Mix It Up: Vegetarian Chili Your Way
Watching your sodium? Or looking to punch up the spice level? This recipe is easy to tweak to suit a number of different preferences. Try these simple variations:
- Substitute whole-grain couscous or bulgur for the quinoa.
- Try other types of canned beans, such as cannellini or pinto.
- Use V8 (spicy or regular) in place of the tomato juice or substitute low-sodium tomato juice.
- For additional heat, use another jalapeño, and/or include the seeds.
- Swap a 4-ounce can of diced chiles in place of the jalepeno.
- Add up to 1 cup of frozen corn.
2 cups tomato juice, divided
1 cup quinoa, uncooked
3 tablespoons olive oil
1 medium onion, chopped
3 cloves garlic, chopped
2 large celery stalks, chopped
1 small green bell pepper, chopped
2 large carrots cut in ¼ inch rounds
1 can (15 ounces) black beans, rinsed and drained
1 can (15 ounces) kidney beans, rinsed and drained
1 can (28 ounces) crushed tomatoes in puree
1/2 cup red wine
1 small jalapeño pepper, diced, seeds removed
1 tablespoon chili powder
1 1/2 teaspoons cumin
1 teaspoon dried oregano
1 teaspoon salt
Optional garnishes: chopped green onion, diced avocado, shredded cheese
1. Bring 1 cup of the tomato juice to a boil, pour over the quinoa, and let stand for 15 minutes.
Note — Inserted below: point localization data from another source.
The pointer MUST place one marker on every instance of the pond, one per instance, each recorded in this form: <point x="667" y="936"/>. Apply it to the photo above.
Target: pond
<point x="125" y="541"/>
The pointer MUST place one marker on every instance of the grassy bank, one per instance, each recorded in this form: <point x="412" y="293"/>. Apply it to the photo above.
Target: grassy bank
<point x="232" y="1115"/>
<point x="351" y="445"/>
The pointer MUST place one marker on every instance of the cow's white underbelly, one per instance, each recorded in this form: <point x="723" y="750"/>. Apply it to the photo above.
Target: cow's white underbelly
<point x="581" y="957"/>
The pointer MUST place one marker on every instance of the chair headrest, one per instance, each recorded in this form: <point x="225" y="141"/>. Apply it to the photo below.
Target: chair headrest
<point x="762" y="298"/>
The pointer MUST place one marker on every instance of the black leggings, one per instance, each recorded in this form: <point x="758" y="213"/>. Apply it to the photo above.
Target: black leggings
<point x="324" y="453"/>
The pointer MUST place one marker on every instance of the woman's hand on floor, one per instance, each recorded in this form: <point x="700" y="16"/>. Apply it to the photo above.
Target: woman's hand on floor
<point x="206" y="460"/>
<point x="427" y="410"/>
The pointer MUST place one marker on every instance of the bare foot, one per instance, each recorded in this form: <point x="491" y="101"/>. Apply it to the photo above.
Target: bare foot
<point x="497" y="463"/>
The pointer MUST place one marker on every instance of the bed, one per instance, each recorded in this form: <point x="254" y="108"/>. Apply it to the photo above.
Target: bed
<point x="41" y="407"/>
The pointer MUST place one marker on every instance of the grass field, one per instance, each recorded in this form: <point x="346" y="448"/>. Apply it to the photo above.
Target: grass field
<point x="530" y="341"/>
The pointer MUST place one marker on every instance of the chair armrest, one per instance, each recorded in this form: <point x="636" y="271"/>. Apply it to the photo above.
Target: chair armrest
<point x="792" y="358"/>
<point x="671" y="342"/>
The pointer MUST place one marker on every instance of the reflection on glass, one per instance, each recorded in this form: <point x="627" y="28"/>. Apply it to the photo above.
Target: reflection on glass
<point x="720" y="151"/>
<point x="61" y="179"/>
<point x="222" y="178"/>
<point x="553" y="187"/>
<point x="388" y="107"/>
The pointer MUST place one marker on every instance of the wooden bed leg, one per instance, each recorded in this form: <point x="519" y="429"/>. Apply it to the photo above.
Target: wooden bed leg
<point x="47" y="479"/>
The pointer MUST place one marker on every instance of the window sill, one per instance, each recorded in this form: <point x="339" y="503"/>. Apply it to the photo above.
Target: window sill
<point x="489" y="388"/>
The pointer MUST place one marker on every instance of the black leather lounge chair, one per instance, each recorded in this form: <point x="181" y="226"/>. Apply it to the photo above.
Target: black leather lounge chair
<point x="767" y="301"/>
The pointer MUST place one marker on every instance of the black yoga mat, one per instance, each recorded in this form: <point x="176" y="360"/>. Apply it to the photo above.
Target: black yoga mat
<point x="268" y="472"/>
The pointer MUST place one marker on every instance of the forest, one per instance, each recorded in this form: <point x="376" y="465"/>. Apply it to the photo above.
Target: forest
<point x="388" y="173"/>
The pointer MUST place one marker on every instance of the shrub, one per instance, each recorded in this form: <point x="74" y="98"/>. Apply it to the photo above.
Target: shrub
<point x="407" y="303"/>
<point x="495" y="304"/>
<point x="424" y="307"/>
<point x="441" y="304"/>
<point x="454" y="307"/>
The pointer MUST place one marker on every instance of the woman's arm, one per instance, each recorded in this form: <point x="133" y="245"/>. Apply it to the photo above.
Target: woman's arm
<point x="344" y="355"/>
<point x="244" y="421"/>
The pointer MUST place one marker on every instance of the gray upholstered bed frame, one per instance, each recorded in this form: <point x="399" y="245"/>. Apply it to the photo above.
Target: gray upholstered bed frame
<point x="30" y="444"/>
2. Meanwhile, heat the olive oil in a large saucepan over moderate heat. Add the onion and garlic and sauté until the onion is soft but not brown, about 4 minutes. Add the celery, bell pepper, carrots, and jalapeño pepper. Cook until vegetables begin to soften, about 4 minutes.
3. Add the chili powder, cumin, oregano, and salt. Stir well to combine with the vegetables and cook 1 minute. Add the black beans, kidney beans, crushed tomatoes, remaining cup of tomato juice, red wine, and the quinoa.
4. Bring to a boil, lower the heat and simmer, covered, for 30 minutes.
Serve the chili with warm whole-grain tortillas and garnish it with shredded cheese, chopped green onion, and/or diced avocado. Leftover chili works well for lunch; pack in a thermos or reheat. Note: If you make this dish ahead of time or pack leftovers, add a splash of tomato juice to thin the chili.